Work on the City Line – the agency’s long-awaited bus-rapid transit system – is well underway and on track to be completed on schedule.

STA is also moving ahead with plans to revise and expand its bus system once the City Line’s 60-foot articulated electric buses start running from Browne’s Addition to Spokane Community College in May 2022, forming what Otterstrom has previously called an “urban spine” for the bus system.

But among the countless things COVID-19 did change was the scope of that expansion.

STA initially aimed to ramp up to 515,000 service hours on its system by 2023.

Now, after severe declines to ridership due to the pandemic, the agency is hoping to get to 488,000 service hours.

That’s still an increase of 35,000 service hours, Otterstrom emphasized, and many of the key elements of the City Line-inspired changes will still move forward.
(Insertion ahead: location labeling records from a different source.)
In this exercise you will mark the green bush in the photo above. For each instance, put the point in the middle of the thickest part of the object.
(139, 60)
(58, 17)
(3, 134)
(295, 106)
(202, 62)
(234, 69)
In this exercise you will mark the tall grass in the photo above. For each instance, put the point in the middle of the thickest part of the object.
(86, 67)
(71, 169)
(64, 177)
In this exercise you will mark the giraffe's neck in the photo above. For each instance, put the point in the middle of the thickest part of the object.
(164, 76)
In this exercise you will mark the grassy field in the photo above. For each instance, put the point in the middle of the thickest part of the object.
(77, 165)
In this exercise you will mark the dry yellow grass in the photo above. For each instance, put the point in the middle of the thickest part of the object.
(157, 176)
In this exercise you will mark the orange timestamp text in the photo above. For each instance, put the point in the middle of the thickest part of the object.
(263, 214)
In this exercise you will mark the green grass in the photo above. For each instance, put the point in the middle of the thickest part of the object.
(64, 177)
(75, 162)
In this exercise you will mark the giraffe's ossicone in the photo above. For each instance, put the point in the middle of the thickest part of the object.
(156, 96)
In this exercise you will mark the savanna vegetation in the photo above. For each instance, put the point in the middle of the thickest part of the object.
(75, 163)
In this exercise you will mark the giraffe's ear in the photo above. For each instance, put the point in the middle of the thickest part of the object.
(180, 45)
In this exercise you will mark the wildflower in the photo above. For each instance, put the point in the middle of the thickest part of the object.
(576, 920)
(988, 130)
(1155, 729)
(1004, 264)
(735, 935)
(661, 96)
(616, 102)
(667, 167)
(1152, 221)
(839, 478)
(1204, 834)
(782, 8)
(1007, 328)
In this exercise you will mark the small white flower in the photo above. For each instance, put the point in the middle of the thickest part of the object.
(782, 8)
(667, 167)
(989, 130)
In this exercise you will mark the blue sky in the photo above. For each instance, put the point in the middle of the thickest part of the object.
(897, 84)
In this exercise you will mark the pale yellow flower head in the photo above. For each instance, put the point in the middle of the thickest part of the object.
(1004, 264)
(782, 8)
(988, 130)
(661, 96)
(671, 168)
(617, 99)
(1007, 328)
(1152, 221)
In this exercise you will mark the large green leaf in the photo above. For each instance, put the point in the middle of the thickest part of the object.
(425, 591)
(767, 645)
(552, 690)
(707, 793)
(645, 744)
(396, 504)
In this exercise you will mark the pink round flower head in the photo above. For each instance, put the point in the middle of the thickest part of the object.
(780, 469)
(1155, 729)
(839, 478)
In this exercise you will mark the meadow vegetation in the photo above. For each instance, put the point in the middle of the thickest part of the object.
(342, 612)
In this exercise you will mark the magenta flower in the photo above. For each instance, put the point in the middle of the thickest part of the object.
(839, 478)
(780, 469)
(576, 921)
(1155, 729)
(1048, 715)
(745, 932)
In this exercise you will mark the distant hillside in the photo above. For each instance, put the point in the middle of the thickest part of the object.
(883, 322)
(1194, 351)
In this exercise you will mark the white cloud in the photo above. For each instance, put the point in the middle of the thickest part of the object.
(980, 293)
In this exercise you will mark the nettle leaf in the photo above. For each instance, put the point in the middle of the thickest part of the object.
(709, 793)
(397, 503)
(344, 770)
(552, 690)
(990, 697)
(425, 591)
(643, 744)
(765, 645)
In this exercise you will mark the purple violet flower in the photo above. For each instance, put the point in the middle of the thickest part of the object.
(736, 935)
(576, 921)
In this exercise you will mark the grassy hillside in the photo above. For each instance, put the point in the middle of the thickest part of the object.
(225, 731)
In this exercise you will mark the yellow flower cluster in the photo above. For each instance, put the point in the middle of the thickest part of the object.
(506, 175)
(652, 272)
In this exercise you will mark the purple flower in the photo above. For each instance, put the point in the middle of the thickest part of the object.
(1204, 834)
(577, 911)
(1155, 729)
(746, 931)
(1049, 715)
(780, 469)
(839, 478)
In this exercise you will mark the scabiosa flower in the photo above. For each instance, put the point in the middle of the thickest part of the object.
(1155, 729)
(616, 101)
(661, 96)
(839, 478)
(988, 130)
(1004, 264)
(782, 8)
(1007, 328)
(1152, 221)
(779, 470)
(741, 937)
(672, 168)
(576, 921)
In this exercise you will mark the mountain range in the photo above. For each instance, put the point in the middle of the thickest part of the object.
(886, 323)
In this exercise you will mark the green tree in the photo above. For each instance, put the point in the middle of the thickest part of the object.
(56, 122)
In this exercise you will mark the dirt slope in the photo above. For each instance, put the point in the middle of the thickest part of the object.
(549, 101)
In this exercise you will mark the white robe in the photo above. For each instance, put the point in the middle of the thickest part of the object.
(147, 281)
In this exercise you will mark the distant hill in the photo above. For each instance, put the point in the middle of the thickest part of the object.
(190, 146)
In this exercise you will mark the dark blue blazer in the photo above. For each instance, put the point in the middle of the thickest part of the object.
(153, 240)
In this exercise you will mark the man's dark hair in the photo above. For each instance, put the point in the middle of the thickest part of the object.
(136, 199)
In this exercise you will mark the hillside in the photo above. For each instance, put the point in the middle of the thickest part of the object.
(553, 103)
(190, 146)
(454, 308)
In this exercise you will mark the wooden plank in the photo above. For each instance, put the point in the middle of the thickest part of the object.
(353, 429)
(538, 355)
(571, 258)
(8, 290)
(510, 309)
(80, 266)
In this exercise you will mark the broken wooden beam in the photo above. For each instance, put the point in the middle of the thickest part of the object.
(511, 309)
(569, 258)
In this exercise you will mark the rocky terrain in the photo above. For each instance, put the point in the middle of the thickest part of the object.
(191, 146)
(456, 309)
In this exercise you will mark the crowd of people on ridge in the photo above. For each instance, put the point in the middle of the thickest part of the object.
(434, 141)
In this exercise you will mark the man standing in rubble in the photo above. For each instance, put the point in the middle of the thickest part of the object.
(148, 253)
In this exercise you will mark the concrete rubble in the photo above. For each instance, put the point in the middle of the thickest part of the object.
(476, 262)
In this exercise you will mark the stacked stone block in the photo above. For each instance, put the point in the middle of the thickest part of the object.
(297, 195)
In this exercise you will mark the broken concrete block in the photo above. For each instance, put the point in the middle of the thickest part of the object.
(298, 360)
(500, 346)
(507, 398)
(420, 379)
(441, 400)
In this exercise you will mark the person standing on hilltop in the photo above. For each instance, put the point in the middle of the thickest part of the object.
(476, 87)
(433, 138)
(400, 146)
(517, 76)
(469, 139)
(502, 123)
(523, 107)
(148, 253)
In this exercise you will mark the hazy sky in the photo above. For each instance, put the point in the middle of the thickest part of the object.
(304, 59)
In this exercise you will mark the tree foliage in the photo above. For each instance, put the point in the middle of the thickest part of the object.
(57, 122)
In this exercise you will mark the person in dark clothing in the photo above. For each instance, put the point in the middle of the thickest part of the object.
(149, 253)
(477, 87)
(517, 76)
Details about the changes and a survey designed to gauge rider input about them is available at spokanetransit.com/input, but Otterstrom said the alterations include scaling back plans to create a grid in North Spokane in favor of maintaining a focus on greater frequency along existing routes.

The effect of creating too many grid lines, he said, “diluted” STA’s ability to increase frequency.

“And frequency,” he noted, is the “freedom to travel.”

Pandemic restrictions also also led to a rethinking of “how we balanced hours” across the system. That meant planners looked at parts of the bus system where ridership has “gone into a longer term decline and, basically, the fundamentals have changed over time.”

Such balancing has led to proposals that would, for example, change Route 43, which currently travels the South Hill via Lincoln Street and ends at the South Hill Parking and Ride.

Under the new proposal, Route 43 would end at the Manito Shopping Center at 29th and Grand.

The pandemic has also highlighted “the fact,” Otterstrom said, that some routes “don’t have the same ridership on weekends, particularly on Sundays,” as they do on weekdays.

That has led to reconsideration of STA’s practice of providing service seven days a week.

To that end, under the proposal, Sunday service would be prioritized to serve essential workers, such as those who work in grocery stores and hospitals, and routes that don’t have any other service within a half-mile.

STA is also “looking at ridership utilization” on Sunday and “triangulating through those criteria” to determine which routes will no longer run on Sunday.

Among those routes that would lose Sunday service under the existing proposal are the 26 (Lidgerwood/Empire), 34 (Freya) and 12 (South Side Medical Shuttle).

But these changes, Otterstrom emphasized, are subject to further change.

“This is a starting point for public engagement,” he said. “Many of these elements will change based on public feedback.”

Already, he said, the agency has received hundreds of responses about its scaled back expansion plan, and the survey will be open until Nov. 13.

The agency will then work on a draft recommendation, which will go to STA’s board in March for consideration and will not take affect until spring of 2022, when the City Line is slated to open.